Excluding Zach Trotman, who will likely begin the season on long-term injured reserve due to a sports hernia, the Penguins currently have nine defensemen with the NHL’s deadline to submit a season-opening roster looming on Tuesday.
Most teams keep seven on the NHL roster while several will hang onto eight. Nine is rare.
The biggest focus of speculation as to the Penguins’ blue line is veteran Jack Johnson and his salary cap hit of $3.25 million. The much-maligned Johnson has been the subject of trade speculation dating back to June after a difficult 2018-19 campaign.
Johnson, 32, has four years remaining on his contract and has been frequently used in a “fourth” defensive pairing with Chad Ruhwedel during the late stages of training camp.
It remains to be seen where he will open the season.
Regardless of however many defensemen the Penguins open the season with, you can expect prospect John Marino to be one of them. General manager Jim Rutherford certainly does.
“We’re very impressed with him,” Rutherford said. “That’s why we traded for him. He had an extremely good camp. We’re going to want him to start the year here. We may have to do a little maneuvering cap-wise here in the next few days, but my expectation is he’ll start the season in Pittsburgh.”
The Penguins acquired Marino’s signing rights in an offseason trade with the Edmonton Oilers and signed him to a two-year entry-level contract after he opted to leave Harvard following his junior season.
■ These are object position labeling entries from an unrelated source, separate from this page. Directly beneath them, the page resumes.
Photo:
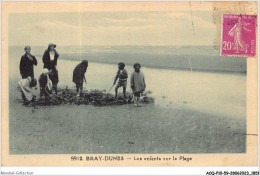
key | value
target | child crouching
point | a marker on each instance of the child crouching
(137, 84)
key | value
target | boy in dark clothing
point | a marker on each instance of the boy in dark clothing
(50, 59)
(79, 76)
(26, 63)
(45, 83)
(138, 85)
(122, 75)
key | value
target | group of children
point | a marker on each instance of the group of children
(48, 80)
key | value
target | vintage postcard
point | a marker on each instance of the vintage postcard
(129, 83)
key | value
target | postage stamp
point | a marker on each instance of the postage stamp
(238, 35)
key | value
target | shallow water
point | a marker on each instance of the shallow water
(215, 93)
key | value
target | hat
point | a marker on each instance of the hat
(137, 64)
(27, 47)
(121, 64)
(51, 44)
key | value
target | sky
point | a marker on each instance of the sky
(168, 28)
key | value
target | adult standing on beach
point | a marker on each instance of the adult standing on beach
(49, 59)
(79, 76)
(26, 63)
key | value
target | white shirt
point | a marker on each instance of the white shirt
(52, 55)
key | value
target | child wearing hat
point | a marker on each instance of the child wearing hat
(122, 75)
(27, 62)
(79, 76)
(25, 86)
(137, 84)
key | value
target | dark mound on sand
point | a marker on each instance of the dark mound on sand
(93, 97)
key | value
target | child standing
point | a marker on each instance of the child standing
(45, 83)
(25, 86)
(137, 84)
(79, 76)
(122, 75)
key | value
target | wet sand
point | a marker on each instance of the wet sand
(120, 129)
(194, 112)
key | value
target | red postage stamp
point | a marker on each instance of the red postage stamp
(238, 35)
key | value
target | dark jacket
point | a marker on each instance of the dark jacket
(122, 76)
(26, 66)
(79, 73)
(47, 62)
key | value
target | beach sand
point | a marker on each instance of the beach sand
(194, 112)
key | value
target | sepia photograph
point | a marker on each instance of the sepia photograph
(171, 81)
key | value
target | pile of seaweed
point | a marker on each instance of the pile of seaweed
(92, 97)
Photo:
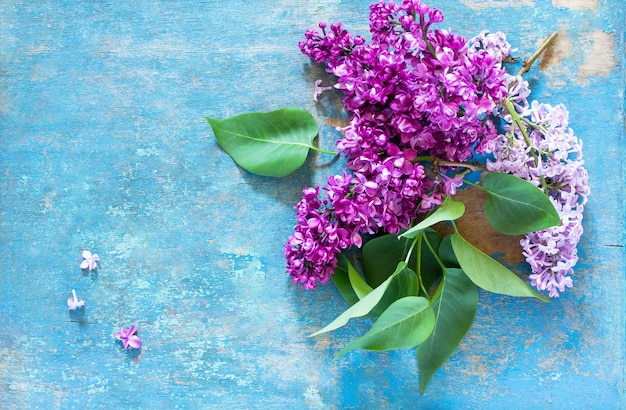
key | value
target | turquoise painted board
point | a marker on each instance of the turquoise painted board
(103, 146)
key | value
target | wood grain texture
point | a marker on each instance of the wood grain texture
(103, 146)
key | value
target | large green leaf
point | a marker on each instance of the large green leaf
(360, 287)
(449, 210)
(454, 305)
(446, 253)
(515, 206)
(380, 257)
(488, 273)
(430, 269)
(403, 284)
(342, 280)
(406, 323)
(363, 306)
(272, 143)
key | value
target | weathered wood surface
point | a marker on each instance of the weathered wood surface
(103, 147)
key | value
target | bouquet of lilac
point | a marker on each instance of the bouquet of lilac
(430, 112)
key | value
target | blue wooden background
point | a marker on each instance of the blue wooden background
(103, 146)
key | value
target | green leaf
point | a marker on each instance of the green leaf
(405, 283)
(360, 287)
(449, 210)
(454, 305)
(363, 306)
(406, 323)
(381, 255)
(430, 270)
(488, 273)
(446, 253)
(272, 143)
(342, 281)
(515, 206)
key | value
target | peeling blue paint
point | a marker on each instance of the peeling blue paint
(103, 146)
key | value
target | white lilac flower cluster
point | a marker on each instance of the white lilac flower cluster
(540, 147)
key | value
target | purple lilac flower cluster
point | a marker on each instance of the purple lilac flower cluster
(549, 156)
(414, 93)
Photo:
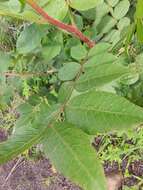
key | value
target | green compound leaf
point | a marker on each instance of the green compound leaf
(30, 128)
(97, 111)
(70, 151)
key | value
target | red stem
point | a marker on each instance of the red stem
(69, 28)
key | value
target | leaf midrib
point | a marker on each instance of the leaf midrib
(72, 152)
(102, 111)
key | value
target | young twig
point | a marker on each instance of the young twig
(69, 28)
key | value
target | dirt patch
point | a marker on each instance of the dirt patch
(40, 175)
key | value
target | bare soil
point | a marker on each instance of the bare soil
(40, 175)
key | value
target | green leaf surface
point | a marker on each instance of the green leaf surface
(97, 111)
(70, 151)
(140, 30)
(78, 52)
(29, 39)
(100, 59)
(4, 61)
(139, 9)
(83, 5)
(100, 48)
(121, 9)
(69, 71)
(112, 3)
(106, 24)
(50, 51)
(28, 131)
(99, 75)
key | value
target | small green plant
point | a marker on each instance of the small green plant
(67, 83)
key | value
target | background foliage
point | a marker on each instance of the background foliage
(69, 93)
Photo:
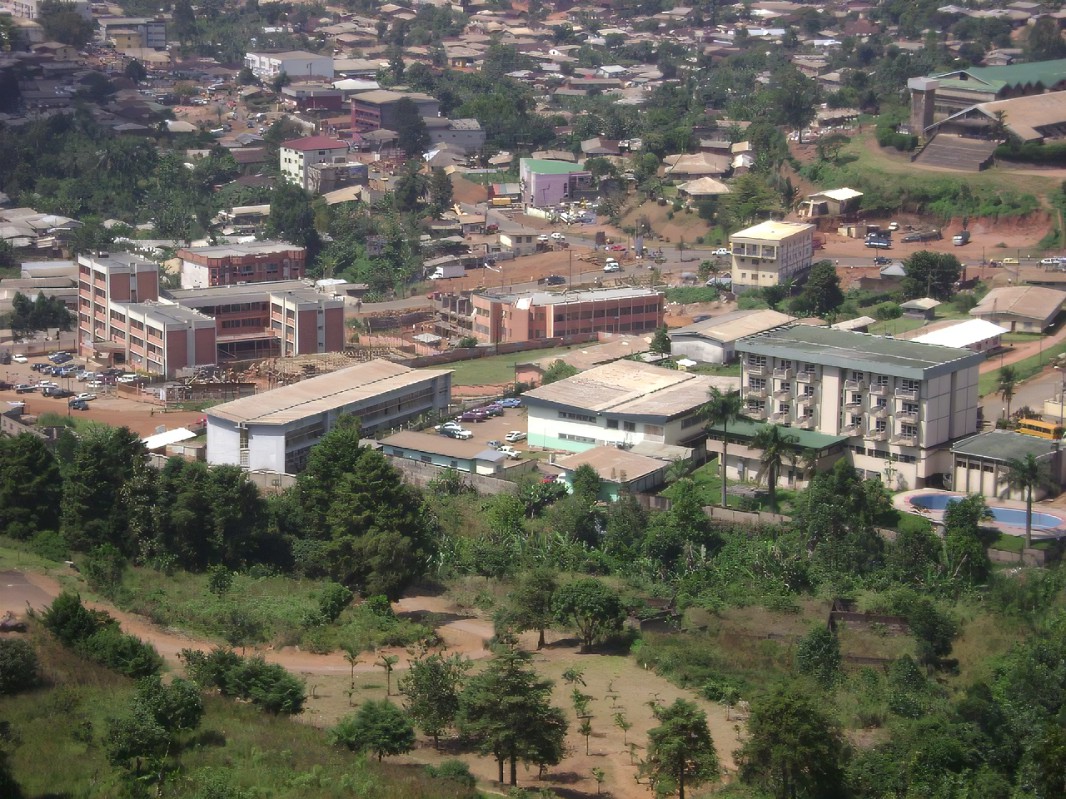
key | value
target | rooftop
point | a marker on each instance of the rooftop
(772, 230)
(1003, 445)
(632, 389)
(323, 393)
(849, 349)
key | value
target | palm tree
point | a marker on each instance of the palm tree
(777, 447)
(1006, 381)
(723, 408)
(1026, 474)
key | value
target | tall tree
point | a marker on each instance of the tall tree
(506, 710)
(1006, 381)
(724, 409)
(794, 749)
(776, 447)
(680, 750)
(1027, 474)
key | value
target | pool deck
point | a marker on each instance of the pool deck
(902, 502)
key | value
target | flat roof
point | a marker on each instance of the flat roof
(1004, 445)
(858, 351)
(772, 230)
(323, 393)
(633, 389)
(611, 463)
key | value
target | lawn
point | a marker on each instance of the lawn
(496, 369)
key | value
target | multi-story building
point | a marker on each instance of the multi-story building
(122, 318)
(376, 110)
(275, 430)
(228, 264)
(299, 155)
(546, 183)
(625, 404)
(901, 404)
(770, 254)
(296, 64)
(525, 316)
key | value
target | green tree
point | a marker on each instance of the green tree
(680, 750)
(30, 487)
(531, 602)
(660, 342)
(432, 687)
(775, 447)
(18, 666)
(821, 294)
(1006, 381)
(377, 727)
(506, 711)
(558, 371)
(1026, 474)
(794, 748)
(592, 607)
(931, 275)
(723, 408)
(818, 656)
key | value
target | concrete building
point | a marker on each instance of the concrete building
(901, 404)
(546, 183)
(470, 456)
(1021, 308)
(255, 262)
(714, 340)
(275, 430)
(299, 155)
(376, 110)
(296, 64)
(525, 316)
(622, 404)
(770, 254)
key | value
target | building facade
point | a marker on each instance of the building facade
(901, 404)
(275, 430)
(296, 64)
(770, 254)
(299, 155)
(548, 314)
(228, 264)
(376, 110)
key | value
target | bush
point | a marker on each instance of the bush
(18, 666)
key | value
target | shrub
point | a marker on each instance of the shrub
(18, 666)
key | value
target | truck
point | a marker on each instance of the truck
(448, 271)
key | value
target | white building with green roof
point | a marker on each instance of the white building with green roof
(900, 404)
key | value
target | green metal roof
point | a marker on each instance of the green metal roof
(1045, 72)
(1004, 445)
(745, 429)
(861, 352)
(542, 166)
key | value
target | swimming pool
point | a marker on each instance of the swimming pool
(1004, 516)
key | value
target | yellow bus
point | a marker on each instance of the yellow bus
(1039, 428)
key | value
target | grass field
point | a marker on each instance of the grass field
(496, 369)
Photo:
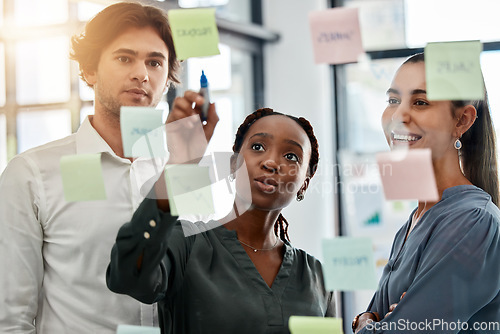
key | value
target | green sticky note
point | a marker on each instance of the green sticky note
(453, 71)
(82, 177)
(314, 325)
(129, 329)
(194, 32)
(142, 132)
(188, 189)
(349, 264)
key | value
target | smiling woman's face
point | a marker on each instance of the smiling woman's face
(412, 121)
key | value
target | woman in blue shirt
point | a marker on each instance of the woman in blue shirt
(443, 274)
(240, 277)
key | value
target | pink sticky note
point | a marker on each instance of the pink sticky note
(335, 35)
(408, 174)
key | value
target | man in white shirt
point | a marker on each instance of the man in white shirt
(54, 253)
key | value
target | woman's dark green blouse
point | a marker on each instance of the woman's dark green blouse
(206, 283)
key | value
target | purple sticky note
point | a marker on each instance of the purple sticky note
(336, 35)
(408, 174)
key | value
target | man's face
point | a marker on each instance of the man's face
(132, 71)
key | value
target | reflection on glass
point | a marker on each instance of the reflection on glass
(365, 87)
(490, 65)
(87, 10)
(231, 89)
(2, 75)
(36, 12)
(42, 71)
(3, 142)
(35, 128)
(202, 3)
(451, 20)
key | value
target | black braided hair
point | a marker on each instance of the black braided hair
(281, 225)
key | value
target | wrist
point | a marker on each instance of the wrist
(364, 318)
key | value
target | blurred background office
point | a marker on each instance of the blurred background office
(267, 60)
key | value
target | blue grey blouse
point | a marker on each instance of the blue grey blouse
(449, 268)
(206, 283)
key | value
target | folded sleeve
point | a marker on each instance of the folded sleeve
(457, 282)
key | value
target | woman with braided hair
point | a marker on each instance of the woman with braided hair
(242, 276)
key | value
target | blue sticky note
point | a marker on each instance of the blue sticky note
(349, 264)
(143, 133)
(129, 329)
(453, 71)
(82, 177)
(314, 325)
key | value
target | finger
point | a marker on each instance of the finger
(212, 120)
(392, 307)
(183, 106)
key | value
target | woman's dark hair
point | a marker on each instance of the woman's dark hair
(112, 21)
(478, 152)
(281, 224)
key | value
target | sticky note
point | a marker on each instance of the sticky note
(407, 174)
(194, 32)
(314, 325)
(188, 189)
(142, 132)
(349, 264)
(453, 71)
(128, 329)
(82, 177)
(335, 35)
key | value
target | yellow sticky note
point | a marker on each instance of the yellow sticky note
(453, 71)
(349, 264)
(315, 325)
(82, 177)
(188, 189)
(194, 32)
A sixth-round pick in 2015, Marino appeared in five NHL games this preseason and recorded two assists.
The notion of potentially making the NHL roster out of training camp is understandably profound to Marino.
“It’s unbelievable,” Marino said earlier this month. “Putting a jersey on every game is something really special. You don’t take it for granted. You want to just go out there and play every shift as hard as you can.”